MAKALAH TRADISI KLIWONAN DI KABUPATEN BATANG
oleh :
Lis Iga Rosika,
Jurusan Bahasa dan Sastra Jawa,
Fakultas Bahasa dan Seni,
Universitas Negeri Semarang
Lis Iga Rosika,
Jurusan Bahasa dan Sastra Jawa,
Fakultas Bahasa dan Seni,
Universitas Negeri Semarang
BAB
I
PENDAHULUAN
A. Latar
Belakang
Keanekaragaman
kebudayaan pada setiap suku bangsa di indonesia menunjukkan kekayaan kebudayaan
Nusantara. Masing–masing daerah di Indonasia memiliki corak kebudayaan yang
berbeda–beda. Kebudayaan daerah adalah akar dari kebudayaan nasional. Oleh
karena itu kebudayaan daerah harus dilestarikan dan dipertahankan. Salah satu
usaha untuk mempertahankan kebudayaan daerah adalah melalui pelestarian
folklor. Folklor sebagai sumber informasi kebudayaan daerah tidak bisa
diabaikan dalam usaha menggali nilai- nilai dan keyakinan yang tumbuh dalam
suatu masyarakat.
Jika
dilihat dari segi kebudayaan upacara atau ritual adat merupakan wujud kegiatan
religi atau kepercayaan. Dalam masyarakat Jawa ”Kliwonan” merupakan rangkaian
upacara adat yang sampai sekarang masih dilaksanakan. ”Kliwonan” adalah upacara
adat pada malam Jumat kliwon untuk tolak bala atau menolak bala yang
diselenggarakan masyarakat batang.

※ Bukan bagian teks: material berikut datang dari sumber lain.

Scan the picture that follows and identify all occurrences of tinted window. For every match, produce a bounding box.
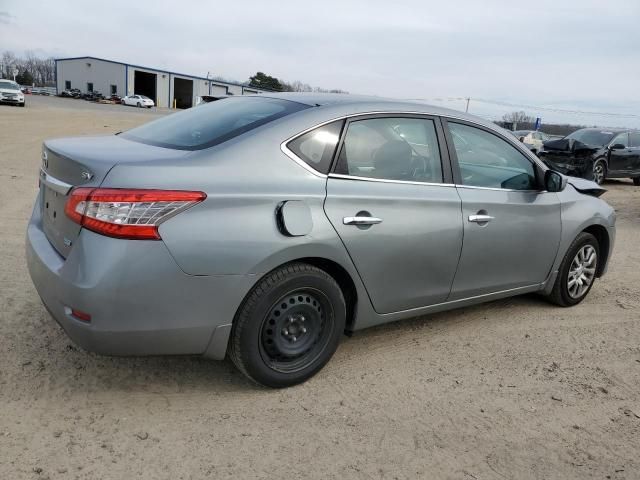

Di
kalangan masyarakat Jawa yang masih kental dengan budaya dan mistik terdapat
banyak upacara ritual, salah satunya diantaranya adalah upacara ritual. ”Kliwonan” dikatakan sebagai ritual karena dilakukan
secara tetap pada waktu tertentu, tidak berubah waktunya dan dilangsungkan
secara turun-temurun. Kata Kliwon
berarti: nama pasaran dalam
penanggalan Jawa . Kliwonan adalah ritual sakral dengan tujuan untuk
membebaskan, membersihkan diri dari
sesuatu yang dipandang tidak baik atau
buruk serta jahat. Tradisi kliwonan tak
khayal mendatangkan dampak dan asumsi masyarakat. Berdasarkan hal tersebut,
saya menyusun makalah yang berjudul “Eksistensi Tradisi Kliwonan di Era Posmodern dan Dampaknya bagi
Masyarakat Batang ”ini. Di dalam makalah ini saya akan mengupas secara singkat
tradisi kliwonan yang hingga kini masih hidup dalam masyarakat Jawa. Dengan adanya makalah ini dimaksudkan
untuk memperoleh gambaran tentang tradisi kliwonan yang merupakan salah satu
bentuk dari budaya spiritual, yaitu budaya berserah diri, memohon, menyembah
serta membangun upaya untuk meraih keselamatan hidup yang telah lama menjadi
ciri dalam kehidupan masyarakat Jawa.
B. Rumusan
Masalah
Dalam makalah ini saya akan membahas
tentang :
1. Bagaimana
sejarah dan mitos adanya pasar Kliwonan di Kabupaten Batang ?
2. Apakah
tujuan masyarakat melaksanakan tradisi kliwonan ?
3. Bagaimanakah
pelaksanaan dan dampak Tradisi Pasar Kliwonan terhadap upaya pemberdayaan
masyarakat Kabupaten Batang?
C. Tujuan
Tujuan penyusunan makalah ini adalah :
1. Untuk
mengetahui sejarah dan mitos adanya pasar Kliwonan di Kabupaten Batang.
2. Untuk
mengetahui tujuan masyarakat melaksanakan tradisi Kliwonan.
3. Untuk
mengetahui pelaksanaan dan dampak Tradisi Pasar Kliwonan terhadap upaya
pemberdayaan masyarakat Kabupaten Batang.
BAB
II
PEMBAHASAN
1.
Sejarah dan mitos pasar Kliwonan
Tradisi malam Jumat Kliwon atau yang
lebih dikenal dengan sebutan Kliwonan berkaitan dengan cerita
rakyat atau legenda dari daerah setempat yaitu Kabupaten Batang. Pada mulanya
tradisi ini diadakan dengan maksud untuk mengenang jasa leluhur dan nenek
moyang Batang yang dulunya
telahmembangun daerah Batang. Tradisi Kliwonan yang dulunya digunakan untuk
ajang melakukan ritual-ritual sederhana kemudian berkembang seperti
sekarangini. Kliwonan di daerah Batang mengalami perubahan dari bentuk dan
fungsi yang secara sesungguhnya. Pada awalnya Tradisi Kliwonan merupakan sarana
atau tempat pengobatan bagi orang sakit. Seiring dengan perkembangan masyarakat
yang mencakup multi dimensi, tradisi Kliwonan mengalami perubahan fungsi menjadi
sebuah pasar yang sering disebut dengan pasar kliwonan. Tradisi kliwonan ini
diselenggarakan di alun-alun Kota Batang setiap 35 hari sekali atau disebut
selapan dina menurut perhitungan Jawa tepatnya pada malam Jumat Kliwon.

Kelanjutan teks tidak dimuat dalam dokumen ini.